Discovery of the Element of Nitrogen
The discovery of nitrogen is attributed to the Scottish Doctor Daniel Rutherford in 1772 and Rutherford named nitrogen as harmful air. He clearly distinguished it from Joseph Black's "fixed air," or carbon dioxide, although he did not consider it a completely different chemical. The fact that air has a component that does not support combustion was clear to Rutherford, but he was not aware that it was an element. Nitrogen was also studied by Carl Wilhelm Scheele, Henry Cavendish, and Joseph Priestley and named as burnt air or phlogisticated air.
While Rutherford wasn't aware that it was an element, he was aware that it was a part of the air that prevented combustion. In the same period, Joseph Priestley, Henry Cavendish, and Carl Wilhelm Scheele studied nitrogen; they referred to it as burnt air or phlogisticated air.
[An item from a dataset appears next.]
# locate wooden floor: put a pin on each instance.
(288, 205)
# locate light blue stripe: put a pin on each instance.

Because nitrogen gas is suffocating, the French chemist Antoine Lavoisier called it "mephitic air" or nitrogene, which means "no life" in Greek (azotikos). The animals perished in an all-nitrogen environment and the flames were extinguished.
Although the term "Lavoisier" was not originally adopted in English because all gases except oxygen are asphyxiating or completely poisonous, it is still used in English in the common names of many nitrogen compounds, such as hydrazine and compounds of the azide I family. French, Italian, Portuguese, Polish, Russian, Albanian, Turkish etc. It is used in many other languages, including The nitrogen-led group was eventually given the term "pnictogens", from the Greek verb πνίγειν meaning "to drown".
The French expression nitrogène, created by the French chemist Jean-Antoine Chaptal (1756-1832), in 1790 and derived from the word nitre (potassium nitrate, today known as saltpeter) and the French suffix -gène "to create", from the Greek -v, English nitrogen ( 1794) gave rise to the word. According to Chaptal, nitrogen is a very important component of nitric acid, which is produced from nitre. In the past, niter was confused with the Egyptian "natron" (sodium carbonate), which has the Greek name (nitron) but does not contain nitrates.
Among the first uses of nitrogen compounds in the army, industry and agriculture were saltpeter (sodium nitrate or potassium nitrate), most famously gunpowder and later as fertilizer. The formation of "active nitrogen", a monatomic allotrope of nitrogen, by electrical discharge in nitrogen gas was discovered in 1910 by Lord Rayleigh. His device created a "swirling cloud of dazzling yellow light" that, when combined with mercury, forms explosive mercury nitride.
Sources of nitrogen compounds were scarce for a very long time. Natural sources were either from biological processes or from nitrate deposits created by atmospheric processes. This lack of nitrogen compounds was exacerbated by industrial processes that fix nitrogen, such as the Haber-Bosch process (1908-1913) and the Frank-Caro process (1895-1899). As a result, artificial nitrogen fertilizers are now used in half of the world's food production (see Applications). At the same time, the Ostwald method (1902), which used industrial nitrogen fixation to make nitrates, enabled the large-scale industrial production of nitrates as raw materials for making explosives during the 20th century World Wars.